Показательна эта способность руки наблюдать за собой, то есть осуществлять видение без собственного органа зрения. Дело доходит до того, что зеркальное изображение выворачивает себя наизнанку и в конце концов парадоксально предъявляет наблюдателю его самого по «эту» сторону зеркала, то есть вне поля зрения. Метаморфоза протекает через подавление зрения как такового.

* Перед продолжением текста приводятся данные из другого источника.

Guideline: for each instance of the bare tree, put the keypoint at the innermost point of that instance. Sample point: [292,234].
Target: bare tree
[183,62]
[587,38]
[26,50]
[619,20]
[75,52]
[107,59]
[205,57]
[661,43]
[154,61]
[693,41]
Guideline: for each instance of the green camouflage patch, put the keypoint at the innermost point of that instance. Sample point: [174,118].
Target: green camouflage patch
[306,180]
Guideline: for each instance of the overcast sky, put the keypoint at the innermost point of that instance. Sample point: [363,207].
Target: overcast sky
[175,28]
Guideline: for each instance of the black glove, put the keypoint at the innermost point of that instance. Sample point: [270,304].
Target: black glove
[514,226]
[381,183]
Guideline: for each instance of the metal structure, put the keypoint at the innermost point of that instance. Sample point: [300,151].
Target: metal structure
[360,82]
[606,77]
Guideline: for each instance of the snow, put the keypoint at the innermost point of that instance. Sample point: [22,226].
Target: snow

Роже Кайуа, рассматривая миметизм как своего рода «психастению», слабость ego, стремящегося деперсонализироваться и превратиться в «другого», считал, например, что подавление зрения, темнота ночи-необходимые условия для такой психастенической трансформации: «…Темнота — это не просто отсутствие света; в ней есть что-то позитивное. В то время как освещенное пространство стирается перед материальностью предметов, темнота „насыщена“, она непосредственно касается индивида, окутывает его, проницает и даже проходит насквозь: таким образом, „Я“ оказывается проницаемо для темноты, но не для света» (Кайуа 1972:109).
В этом смысле подавление дистанцированного, перспективного видения оказывается необходимым условием для метаморфозы.

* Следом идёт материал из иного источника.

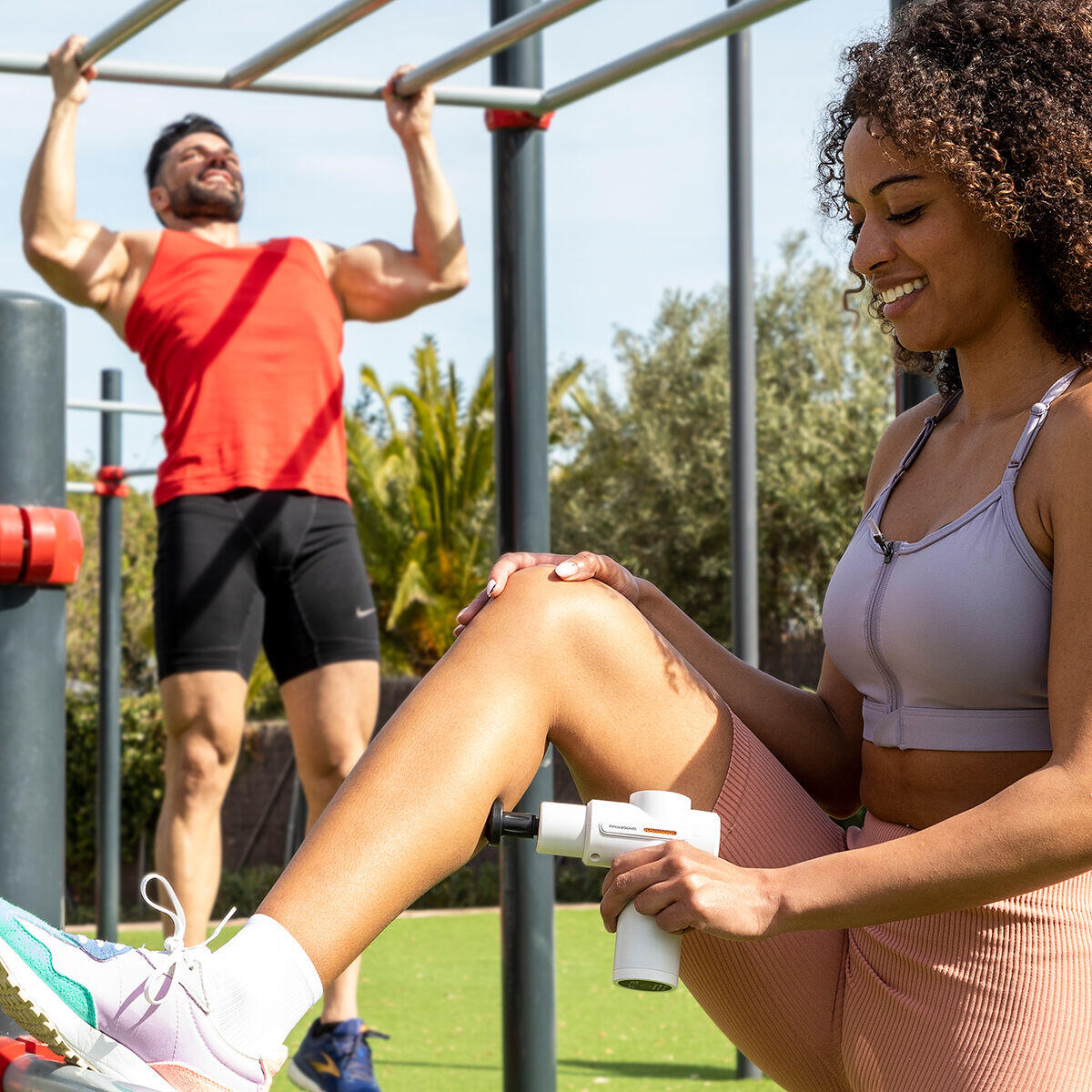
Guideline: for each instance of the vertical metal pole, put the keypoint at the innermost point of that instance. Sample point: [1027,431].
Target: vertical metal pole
[745,632]
[910,388]
[109,674]
[32,620]
[523,523]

Рильке описывает ситуацию опасного сближения двух тел, исчезновения пространства между ними, установления миметической психастении, приводящей к деперсонализации. И этому постепенному стиранию границ между телами, выворачиванию внутреннего во внешнее и наоборот соответствует конвульсивное выбухание иного, нового, миметического тела изнутри преследуемого. Тело — это не что иное, как зеркальное отражение самого Бригге, которого рож дает преследуемый им неврастеник. «Другой», сидящий в нем, — это тактильный симулякр, оказавшийся по «эту» сторону зеркала, но все еще находящийся внутри.
Рильке был заворожен трансформациями, связывающими внутреннее с внешним[27]. След этой завороженности очевиден в письме к Лу Андреас-Саломе от 20 февраля 1914 года: «Я понял лучше, чем это когда-либо ранее дано мне было понять, каким образом эволюционирующее создание переводится все далее и далее из [внешнего] мира в мир внутренний. Особенно изумительное место в этом путешествии вовнутрь занимает птица: ее гнездо, это по сути дела внешнее лоно, подаренное ей Природой, лоно, которое она обставляет и покрывает, вместо того чтобы содержать его внутри себя» (Рильке 1988а:238). Рильке утверждает, что птица не различает между внутренним и внешним, а потому ее пение «превращает весь мир во внутренний ландшафт»[28]. Свои рассуждения о диалектике внутреннего и внешнего Рильке завершает следующим образом: «Прекрасен пассаж, касающийся „двух тайн“: тайны, охраняющей то, что внутри, и тайны, исключающей то, что снаружи. Растительный мир превосходно демонстрирует, что он не делает тайны из своих тайн, как будто знает, что они и так будут всегда в сохранности. Но именно это я ощутил перед скульптурами в Египте, именно это я всегда с тех пор и чувствовал перед лицом всего египетского: это обнажение тайны и есть тайна с начала и до конца, в каждом своем миллиметре, так что нет нужды ее прятать. Возможно, что все фаллическое (такова была моя интуиция в Карнакском храме, я даже и сейчас не смог бы об этом мыслить) — это лишь экспонирование человеческой „интимной тайны“ в смысле „открытой тайны“ Природы» (Рильке 1988а:240).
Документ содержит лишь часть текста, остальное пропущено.